A minibus and a van were parked in the lane by the cottage, and down the track they could see Warren in conversation with the dog-handler. He came up as they got out.
‘Nothing to report yet, sir.’
So far they’d found a cache of rusted tins, a bald tyre and the carcass of an antique refrigerator.
‘How much ground have you covered?’
‘Most of the wood, sir. We’ll be through there in an hour.’
‘Take in the foreshore and the grounds of the Priory. What’s the other way?’
‘Heath, sir.’
‘Cover that too.’
Warren went. From the depths of the wood they could hear faint rustlings and cracklings. For the rest, a great peace hung over the scene. Grimchurch had yet to wake up to their activities.
‘Where do you reckon the girl could have gone, sir?’
Aspall was eyeing the cottage with a certain frustration. It presented a more attractive picture this morning, in the mild, misty sunshine. The garden was neat. A hedge of fuchsia still hung with crimson and blue blossom, and behind the cottage rose two huge elms, their twining boughs naked of leaves.
‘People do go off on trips.’
‘It’s a bit coincidental, sir.’
‘No doubt Campsey will get a fix on her.’
‘A pity we can’t get a look in the cottage.’
Was he expecting to find the body in there? Perhaps it wasn’t such a far-fetched notion. If indeed there had been a body down the track, then the cottage was the handiest place of concealment. And then the occupant and her car go missing . . . Yes, the cottage might bear inspection.
‘Let’s take a look round.’
‘You bet, sir.’
Aspall led the way through the wrought-iron gate. Crazy-paving stretched to the porch with, on either side, small lawns and rose beds. One of the latter had been freshly forked: Aspall stared at it with interest. But the roses had clearly not been disturbed and were, in fact,
still blooming.

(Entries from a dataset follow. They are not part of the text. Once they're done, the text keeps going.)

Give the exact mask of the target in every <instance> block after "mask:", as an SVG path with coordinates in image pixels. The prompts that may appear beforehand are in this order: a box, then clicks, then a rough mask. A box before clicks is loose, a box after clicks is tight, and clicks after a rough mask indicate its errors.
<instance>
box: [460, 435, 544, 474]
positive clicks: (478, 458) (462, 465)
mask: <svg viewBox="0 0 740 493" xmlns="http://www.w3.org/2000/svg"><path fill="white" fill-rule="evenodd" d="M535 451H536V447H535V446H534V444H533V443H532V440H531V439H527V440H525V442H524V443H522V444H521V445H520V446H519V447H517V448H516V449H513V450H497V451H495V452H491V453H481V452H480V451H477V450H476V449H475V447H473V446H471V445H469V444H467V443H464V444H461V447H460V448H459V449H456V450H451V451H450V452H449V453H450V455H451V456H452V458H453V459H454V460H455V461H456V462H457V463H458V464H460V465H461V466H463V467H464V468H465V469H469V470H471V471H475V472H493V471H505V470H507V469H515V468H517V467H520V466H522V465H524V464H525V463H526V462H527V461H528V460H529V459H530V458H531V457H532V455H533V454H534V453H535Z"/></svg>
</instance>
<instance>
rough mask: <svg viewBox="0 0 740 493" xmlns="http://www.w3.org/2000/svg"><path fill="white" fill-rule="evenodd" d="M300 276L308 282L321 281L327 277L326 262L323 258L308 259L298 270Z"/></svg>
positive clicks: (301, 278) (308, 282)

Gently rang, to hear again the chimes sound unanswered. He tried the door: locked. A letter caught in the slit was a telephone account. Meanwhile Aspall had peeked round the back.

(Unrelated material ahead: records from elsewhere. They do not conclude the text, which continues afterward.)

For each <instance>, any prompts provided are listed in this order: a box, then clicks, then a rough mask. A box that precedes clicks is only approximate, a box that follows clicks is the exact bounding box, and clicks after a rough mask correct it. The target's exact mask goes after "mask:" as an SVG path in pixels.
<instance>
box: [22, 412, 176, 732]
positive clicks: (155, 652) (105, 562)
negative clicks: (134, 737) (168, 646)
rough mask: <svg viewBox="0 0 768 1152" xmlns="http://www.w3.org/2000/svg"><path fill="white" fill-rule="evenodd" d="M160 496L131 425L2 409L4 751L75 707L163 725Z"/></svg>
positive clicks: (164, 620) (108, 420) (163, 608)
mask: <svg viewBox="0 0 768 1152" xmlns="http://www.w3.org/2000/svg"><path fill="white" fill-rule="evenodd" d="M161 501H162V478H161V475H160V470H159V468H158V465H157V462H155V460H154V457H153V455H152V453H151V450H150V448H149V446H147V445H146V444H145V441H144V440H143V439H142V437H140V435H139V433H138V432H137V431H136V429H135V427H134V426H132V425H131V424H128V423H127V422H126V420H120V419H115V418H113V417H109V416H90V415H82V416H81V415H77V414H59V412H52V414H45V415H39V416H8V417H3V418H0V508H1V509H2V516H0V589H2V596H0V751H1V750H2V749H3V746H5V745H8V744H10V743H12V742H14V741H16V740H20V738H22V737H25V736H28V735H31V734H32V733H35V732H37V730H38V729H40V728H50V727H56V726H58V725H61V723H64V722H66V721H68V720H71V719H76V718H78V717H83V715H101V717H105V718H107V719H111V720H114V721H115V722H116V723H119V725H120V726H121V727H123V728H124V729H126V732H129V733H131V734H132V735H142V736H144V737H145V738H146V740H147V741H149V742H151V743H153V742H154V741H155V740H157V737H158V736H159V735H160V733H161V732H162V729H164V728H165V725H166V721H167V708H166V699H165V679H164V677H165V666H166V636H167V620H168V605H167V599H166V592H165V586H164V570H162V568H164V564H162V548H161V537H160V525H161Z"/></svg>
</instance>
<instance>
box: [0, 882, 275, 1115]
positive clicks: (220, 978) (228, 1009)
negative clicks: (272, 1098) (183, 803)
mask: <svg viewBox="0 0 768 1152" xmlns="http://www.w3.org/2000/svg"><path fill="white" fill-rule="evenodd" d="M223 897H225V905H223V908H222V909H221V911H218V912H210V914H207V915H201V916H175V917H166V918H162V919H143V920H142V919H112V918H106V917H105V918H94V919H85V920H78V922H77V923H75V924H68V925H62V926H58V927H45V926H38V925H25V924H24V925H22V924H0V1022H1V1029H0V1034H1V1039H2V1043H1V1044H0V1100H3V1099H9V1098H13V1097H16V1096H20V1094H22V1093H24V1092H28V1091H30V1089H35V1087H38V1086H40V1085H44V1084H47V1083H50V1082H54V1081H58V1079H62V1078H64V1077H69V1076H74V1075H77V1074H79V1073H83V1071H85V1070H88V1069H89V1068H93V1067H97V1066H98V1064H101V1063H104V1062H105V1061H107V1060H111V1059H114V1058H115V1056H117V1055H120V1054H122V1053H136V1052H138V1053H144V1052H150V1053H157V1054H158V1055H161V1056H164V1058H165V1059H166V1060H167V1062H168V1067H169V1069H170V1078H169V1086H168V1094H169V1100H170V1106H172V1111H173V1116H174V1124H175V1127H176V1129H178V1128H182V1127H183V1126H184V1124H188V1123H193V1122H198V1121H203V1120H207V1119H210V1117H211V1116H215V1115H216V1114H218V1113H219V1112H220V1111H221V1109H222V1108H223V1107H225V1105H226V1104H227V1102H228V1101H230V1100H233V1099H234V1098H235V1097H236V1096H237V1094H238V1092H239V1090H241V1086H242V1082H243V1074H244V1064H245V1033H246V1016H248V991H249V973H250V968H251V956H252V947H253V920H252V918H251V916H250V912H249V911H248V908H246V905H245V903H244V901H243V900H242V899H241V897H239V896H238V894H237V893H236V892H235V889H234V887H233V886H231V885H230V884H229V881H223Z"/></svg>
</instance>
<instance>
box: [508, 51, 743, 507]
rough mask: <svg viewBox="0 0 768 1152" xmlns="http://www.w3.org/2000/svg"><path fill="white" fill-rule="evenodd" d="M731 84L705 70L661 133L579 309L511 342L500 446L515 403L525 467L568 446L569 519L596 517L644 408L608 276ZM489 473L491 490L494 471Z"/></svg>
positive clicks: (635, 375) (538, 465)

‘Sir! Come and look at this.’
He was gazing at a kitchen garden backed by a few leafless fruit trees. There were rows of cabbages, some runner beans caught by the frost and awaiting clearance, two rows of spinach intercropped with radish, and a newly made seed bed. The latter was staked with two canes, on one of which was spiked a seed packet.
‘Broad beans my eye – who sets them in November?’

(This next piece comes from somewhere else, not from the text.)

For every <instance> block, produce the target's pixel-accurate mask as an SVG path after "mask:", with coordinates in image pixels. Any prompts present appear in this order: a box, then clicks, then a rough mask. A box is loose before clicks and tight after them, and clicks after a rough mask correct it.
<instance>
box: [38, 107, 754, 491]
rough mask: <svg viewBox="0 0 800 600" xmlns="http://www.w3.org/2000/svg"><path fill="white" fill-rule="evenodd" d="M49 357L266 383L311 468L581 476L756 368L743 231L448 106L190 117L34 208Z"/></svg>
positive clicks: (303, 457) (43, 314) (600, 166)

‘Read the directions on the packet.’
Aspall did – and grunted. The broad beans were earlies.
‘All the same, sir, it could be a blind . . . that bed is about the right size.’
‘We’ll bear it in mind.’
‘In the Red Farm job, sir, chummie planted a tree over the body . . .’
There was nothing else for them in the garden. The kitchen door was secure like the other. Peering through windows, they could see a neat interior, pleasantly furnished, but no bodies. It was indeed an innocent cottage, where a solitary young lady might scribble her poetry: in a bookcase Gently could recognize Robert Gittings’ Keats, and near it a run of Georgian Poetry.
They were still peering through the windows when a quick exclamation made them turn. A tall young man in a zip-up jacket stood regarding them with indignant eyes. He wore a pair of binoculars slung across his chest and a Pentax camera hung at his side. His face was red as he demanded angrily:
‘What the hell are you doing at the Dryad’s cottage?’
His tone, though hectoring, carried an overtone of apprehension. He was a pleasant, square-featured young man, with nose a little snub, and frank eyes. He had slightly curled, warm-brown hair and a sturdy, active bearing. His feet were shod in muddy Dreadnoughts; he couldn’t have been older than eighteen.
‘At whose cottage?’ Gently asked mildly.
‘The Dryad’s – Ka Stoven’s!’
‘Are you keeping an eye on it for her?’
‘Never mind about that. What are you doing here?’
‘We were hoping to talk to her.’
‘Yes – it looks like it! Prowling round the back and staring in the windows.’